13. Tarafların hukuk seçimi anlaşması yapmadıkları veya yapılan hukuk seçimi anlaşmasının geçersiz olduğu dönemde ... sözleşmesine, kural olarak işçinin işini ... olarak yaptığı işyeri hukukunun uygulanması gerektiği 5718 sayılı Kanun’un 27 nci maddesinin ikinci fıkrasında genel bir kural olarak düzenlenmiştir.
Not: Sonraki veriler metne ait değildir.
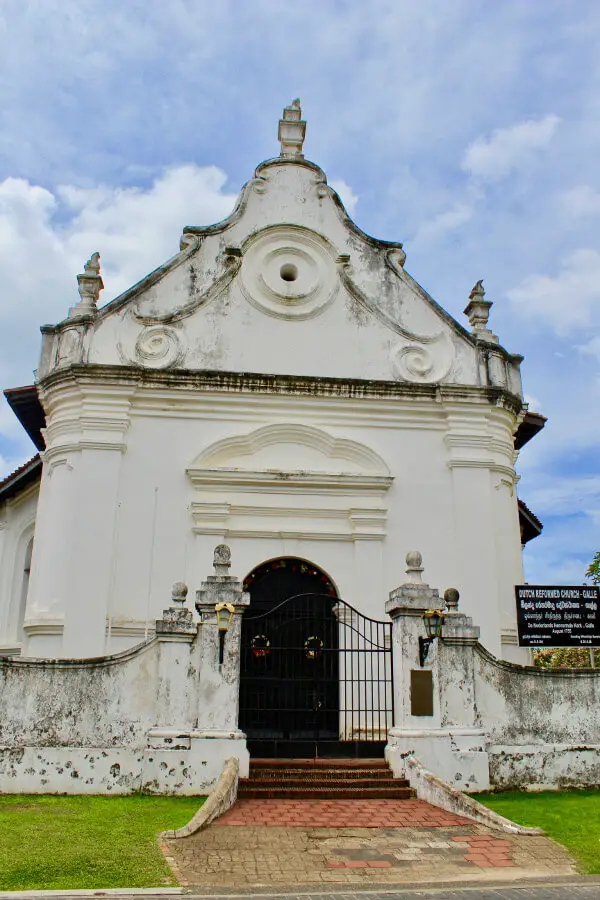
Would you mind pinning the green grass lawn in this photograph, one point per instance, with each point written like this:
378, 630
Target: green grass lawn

Burada yetkili kılınan hukuk, işçinin işini fiilen yerine getirdiği yer ülke hukukudur. ... işyeri hukuku, karakteristik edimin ifa yeri hukuku olarak ... sözleşmesiyle en sıkı ilişkili olan hukuktur. 5718 sayılı Kanun’un 27 nci maddesinin dördüncü fıkrasında düzenlenen daha sıkı ilişkili hukuk ise bir istisna hükmü olup bu hükmün ... sözleşmelerinde dar yorumlanması gerekir (... Şahin, ... ... Sözleşmelerine Uygulanacak Hukuk, ..., 2021, s. 74, 89).

14. Somut olayda davalı işverenin yurt dışı projesinde çalıştırılmak üzere istihdam edilen davacı işçi 14.12.2018-22.04.2020 tarihleri arasında davalı Şirketin ... Havalimanı Projesinde çalışmıştır. Davacı tarafından ... görme edimi fiilen söz konusu ülkede yerine getirilmiş olup ilgili dönemlerde ... işyerinin de işçinin işini fiilen yaptığı ... olduğu sabittir. Davacıya çalıştığı bu dönemlerde ücreti de ... dinarı olarak ödenmiştir. Daha sıkı ilişkili hukukun tespitinde sadece işçi ve işverenin ... olması ... başına belirleyici kriter kabul edilemez. Buna göre hukuk seçimi anlaşması bulunmayan ve daha sıkı ilişkili hukukun ... hukuku olmadığı anlaşılan çalışma döneminde uyuşmazlığa ... işyeri hukukunun uygulanması gerektiğinin düşünülmemesi hatalıdır.

15. Tüm bu hususlar dikkate alındığında hukuk seçimi anlaşması bulunmayan çalışma döneminde 5718 sayılı Kanun'un 27 nci maddesinin ikinci fıkrası kapsamında ... işyeri hukuku olan ... hukukunun uyuşmazlıkta uygulanması gerekmektedir. Hâl böyle olunca, uzman bir bilirkişiden de denetime elverişli rapor alınmak suretiyle dosya kapsamındaki delil durumu birlikte değerlendirilerek dava konusu alacaklar hakkında, usuli kazanılmış haklar da gözetilerek bir karar verilmesi gerekmektedir. Bu maddi ve hukuki olgular gözetilmeden yazılı şekilde karar verilmesi hatalı olup kararın bu sebeple bozulması gerekmiştir.

VI. KARAR

Açıklanan sebeplerle;

1. Temyiz olunan, İlk Derece Mahkemesi kararına karşı istinaf başvurusunun esastan reddine ilişkin Bölge Adliye Mahkemesi kararının ORTADAN KALDIRILMASINA,

2. İlk Derece Mahkemesi kararının BOZULMASINA,

Bozma sebebine göre davalı vekilinin diğer temyiz itirazlarının incelenmesine şimdilik yer olmadığına,

Peşin alınan temyiz karar harcının istek hâlinde ilgiliye iadesine,

Dosyanın kararı veren İlk Derece Mahkemesine, bozma kararının bir örneğinin kararı veren Bölge Adliye Mahkemesine gönderilmesine,

27.11.2023 tarihinde oy birliğiyle karar verildi.